As fortes chuvas que atingiram Cachoeiro de Itapemirim revelaram muito mais do que alagamentos. Escancararam um problema estrutural e político ligado diretamente ao ex-prefeito Victor Coelho, do PSB.
A obra de macrodrenagem, anunciada como solução definitiva e orçada em cerca de R$ 100 milhões, não funcionou. Pior. Intensificou os pontos críticos exatamente ao longo do traçado do projeto.Bastaram poucas horas de chuva para o discurso do legado ruir diante da realidade.
A população voltou a sofrer com ruas submersas, comércio prejudicado e bairros isolados. O problema não surgiu agora. Ele se agravou.
Reação política e ataque à gestão
Diante do desgaste, aliados do ex-prefeito partiram para o ataque. As chamadas viúvas políticas de Victor Coelho passaram a bombardear a governança do prefeito Theodorico Ferraço, do PP. O alvo, porém, vai além da Prefeitura.

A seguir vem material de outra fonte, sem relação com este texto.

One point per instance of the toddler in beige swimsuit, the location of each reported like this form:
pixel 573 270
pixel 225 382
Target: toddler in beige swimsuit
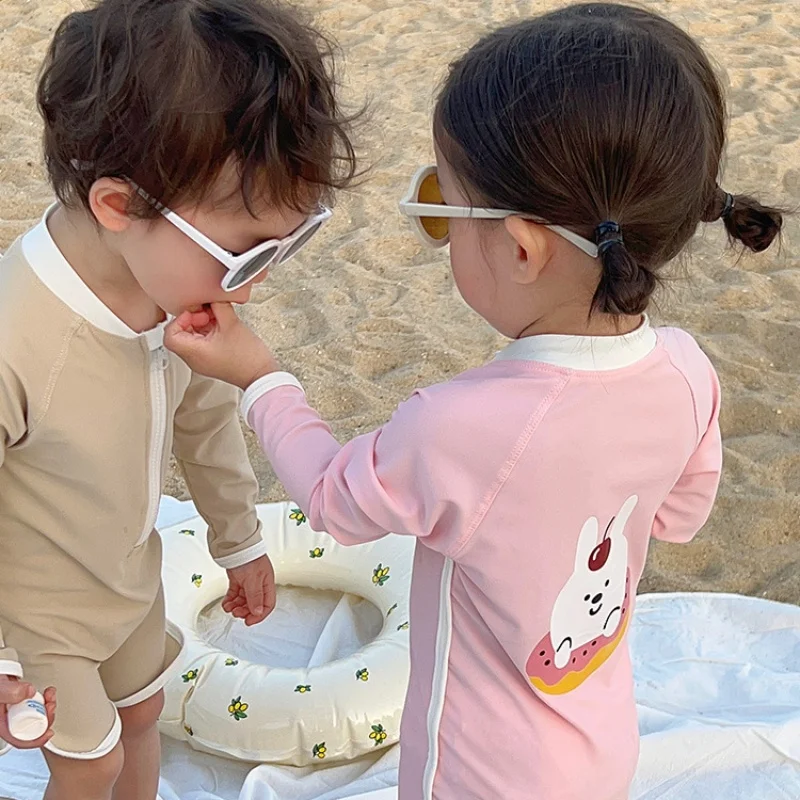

O movimento tenta corroer o projeto político do vice-governador Ricardo Ferraço, do MDB, pré-candidato ao governo do Estado avalizado pelo governador Renato Casagrande, líder do PSB.
Criar instabilidade em Cachoeiro, principal polo do sul capixaba, virou estratégia.
Nota oficial expõe erro de origem
O clima político se deteriorou ainda mais quando a Prefeitura anunciou que recorrerá ao governador Renato Casagrande para corrigir o erro de origem da macrodrenagem. A nota oficial não citou nomes, mas foi suficiente para atingir o ex-prefeito.
Victor Coelho reagiu mal. Mesmo sem ser mencionado, sentiu-se ofendido. A reação expôs uma ferida aberta dentro do próprio PSB e revelou dificuldade em lidar com críticas técnicas e administrativas.
Vitimização e comportamento eleitoral
Desde então, Victor passou a gravar vídeos com postura calculada para defender o que chama de legado. Afirma que se manifestará sempre que enxergar críticas indiretas ao seu governo.
O comportamento segue um roteiro conhecido de ano eleitoral. Vitimização, discurso emocional e tentativa de desqualificar a gestão atual.
As motivações são claras. Há incômodo por ter sido superado administrativamente e temor diante da disputa eleitoral. A primeira-dama Norma Ayub, do PP, surge como pré-candidata a deputada estadual e ocupa o mesmo espaço político que Victor ambiciona.
Tiro pela culatra
Ao tentar transformar Cachoeiro em campo de batalha política, sustentado por narrativas que não resistem a poucas horas de chuva, Victor Coelho se isola. Sem apoio amplo, apoia-se no grupo que já comprometeu sua trajetória política.
Esse grupo disputa espaço com a lembrança ainda viva de 16 anos de gestões marcadas por abandono e falta de resultados concretos. A população não esqueceu.
Atacar alianças do próprio governador em Cachoeiro para sustentar um suposto legado não fortalece ninguém. Pelo contrário. Enfraquece o projeto estadual e compromete o movimento político que o próprio ex-prefeito diz servir.
Quanto mais se debate, mais aperta
O excesso de reação cria uma camisa de força. Quanto mais se puxa, mais ela aperta. No fim, sufoca o próprio autor.
A chuva passou. Os alagamentos ficaram. O erro de origem apareceu. E a conta chegou.